Do I need to fertilize Catawba Purple Crape Myrtle Trees?
In order to ensure lots of bright purple flowers absolutely overloading the branches of your Catawba tree, we recommend a regular feeding routine with a tree fertilizer. This way your tree does not need to worry about reserving resources and holding back from its bloom cycle. We recommend using an organic and well-balanced fertilizer every other month from April to August, such as Espoma Tree-tone. You can also use a starter fertilizer when first planting, in order to introduce nutrients and healthy elements to the soil. Espoma Bio-tone Starter Plus is a great way to help give your Catawba Crape Mytle a head start while it is establishing its root system.
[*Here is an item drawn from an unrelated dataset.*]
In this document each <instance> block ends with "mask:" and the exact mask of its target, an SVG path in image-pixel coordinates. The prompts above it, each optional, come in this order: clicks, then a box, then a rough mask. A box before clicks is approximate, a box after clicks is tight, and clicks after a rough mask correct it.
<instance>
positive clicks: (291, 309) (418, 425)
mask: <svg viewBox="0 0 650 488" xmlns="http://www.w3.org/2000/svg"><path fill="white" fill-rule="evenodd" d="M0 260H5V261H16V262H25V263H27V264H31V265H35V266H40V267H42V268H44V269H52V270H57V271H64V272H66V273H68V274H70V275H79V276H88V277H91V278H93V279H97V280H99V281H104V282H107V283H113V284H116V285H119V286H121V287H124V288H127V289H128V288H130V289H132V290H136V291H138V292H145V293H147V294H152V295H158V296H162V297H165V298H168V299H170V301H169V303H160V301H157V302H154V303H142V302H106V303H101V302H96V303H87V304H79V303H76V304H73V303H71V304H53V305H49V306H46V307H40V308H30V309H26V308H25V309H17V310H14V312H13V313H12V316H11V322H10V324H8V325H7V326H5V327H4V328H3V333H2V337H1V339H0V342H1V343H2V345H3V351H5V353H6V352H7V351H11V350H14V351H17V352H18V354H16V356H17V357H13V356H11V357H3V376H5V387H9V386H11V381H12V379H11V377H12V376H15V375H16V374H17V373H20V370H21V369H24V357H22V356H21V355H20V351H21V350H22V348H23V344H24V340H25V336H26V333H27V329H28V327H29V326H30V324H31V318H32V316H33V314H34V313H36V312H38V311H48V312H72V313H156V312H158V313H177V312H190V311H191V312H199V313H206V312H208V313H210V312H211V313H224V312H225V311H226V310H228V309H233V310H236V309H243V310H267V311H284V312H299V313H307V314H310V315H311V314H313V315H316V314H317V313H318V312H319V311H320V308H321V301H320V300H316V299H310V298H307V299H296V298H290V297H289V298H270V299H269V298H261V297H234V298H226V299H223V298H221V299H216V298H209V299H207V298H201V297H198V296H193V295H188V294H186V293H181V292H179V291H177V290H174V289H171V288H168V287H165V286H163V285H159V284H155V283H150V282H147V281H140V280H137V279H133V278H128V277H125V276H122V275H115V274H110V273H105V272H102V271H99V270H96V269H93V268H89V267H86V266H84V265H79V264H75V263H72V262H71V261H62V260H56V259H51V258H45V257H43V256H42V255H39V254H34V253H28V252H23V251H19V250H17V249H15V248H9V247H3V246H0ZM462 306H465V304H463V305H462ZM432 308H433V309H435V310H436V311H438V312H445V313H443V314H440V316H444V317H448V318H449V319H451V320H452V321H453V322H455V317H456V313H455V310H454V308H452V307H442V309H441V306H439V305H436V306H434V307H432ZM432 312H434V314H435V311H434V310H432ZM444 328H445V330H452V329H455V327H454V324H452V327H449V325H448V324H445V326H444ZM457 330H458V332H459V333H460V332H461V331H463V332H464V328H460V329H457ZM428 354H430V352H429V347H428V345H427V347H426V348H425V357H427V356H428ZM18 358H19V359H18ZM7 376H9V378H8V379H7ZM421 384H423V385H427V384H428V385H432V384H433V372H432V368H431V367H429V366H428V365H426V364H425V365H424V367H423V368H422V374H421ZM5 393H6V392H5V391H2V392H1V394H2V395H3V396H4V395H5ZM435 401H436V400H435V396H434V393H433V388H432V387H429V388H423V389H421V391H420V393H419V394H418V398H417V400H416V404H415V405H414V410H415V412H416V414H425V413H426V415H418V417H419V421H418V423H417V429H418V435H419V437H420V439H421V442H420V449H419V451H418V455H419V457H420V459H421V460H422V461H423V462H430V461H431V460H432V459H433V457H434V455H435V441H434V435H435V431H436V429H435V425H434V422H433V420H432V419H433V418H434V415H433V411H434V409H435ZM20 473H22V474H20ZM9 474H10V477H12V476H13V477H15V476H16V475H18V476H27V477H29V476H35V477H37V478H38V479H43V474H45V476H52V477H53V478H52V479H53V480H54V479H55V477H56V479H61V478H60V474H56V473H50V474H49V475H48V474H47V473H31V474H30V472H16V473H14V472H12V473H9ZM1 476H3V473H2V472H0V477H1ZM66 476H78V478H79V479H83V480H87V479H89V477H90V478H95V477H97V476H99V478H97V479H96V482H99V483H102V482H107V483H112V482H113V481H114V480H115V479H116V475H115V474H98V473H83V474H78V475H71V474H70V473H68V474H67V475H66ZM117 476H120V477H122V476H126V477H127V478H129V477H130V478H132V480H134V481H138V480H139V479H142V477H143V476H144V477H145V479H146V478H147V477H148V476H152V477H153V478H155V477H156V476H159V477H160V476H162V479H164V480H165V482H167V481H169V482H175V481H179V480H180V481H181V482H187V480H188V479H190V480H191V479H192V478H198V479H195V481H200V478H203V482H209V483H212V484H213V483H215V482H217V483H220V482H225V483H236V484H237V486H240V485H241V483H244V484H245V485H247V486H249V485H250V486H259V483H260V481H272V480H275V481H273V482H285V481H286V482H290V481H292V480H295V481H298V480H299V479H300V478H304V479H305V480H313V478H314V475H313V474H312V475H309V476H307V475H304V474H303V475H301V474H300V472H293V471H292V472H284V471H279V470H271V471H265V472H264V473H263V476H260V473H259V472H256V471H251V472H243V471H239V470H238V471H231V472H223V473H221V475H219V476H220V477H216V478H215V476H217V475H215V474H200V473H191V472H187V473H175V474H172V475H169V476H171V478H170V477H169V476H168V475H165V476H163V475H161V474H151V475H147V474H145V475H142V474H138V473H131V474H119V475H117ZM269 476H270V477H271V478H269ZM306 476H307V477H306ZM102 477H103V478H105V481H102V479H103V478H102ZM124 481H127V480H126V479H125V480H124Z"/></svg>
How do I plant Catawba Crepe Myrtles?
First, dig a hole twice as wide and the same depth as the container your Catawba arrived in. We recommend waiting to do this until the day your tree arrives, and then actually planting your tree the next day. When your tree arrives, you can unbox it, water it and let it adjust to its new environment for a day in a shady location. Shipping shock can do a lot to a tree, so taking each step slowly is wise. When ready to plant, remove the Catawba from the nursery pot, position your tree in the hole, and backfill the hole with a 50/50 mix of native soil and organic compost. Vermiculite or topsoil will also work, but only use a mix, using it without mixing with native soil can cause too much water retention. When finished, pat the soil gently, water thoroughly, and cover the area in 2 to 3 inches of organic hardwood mulch (while leaving space for the trunks).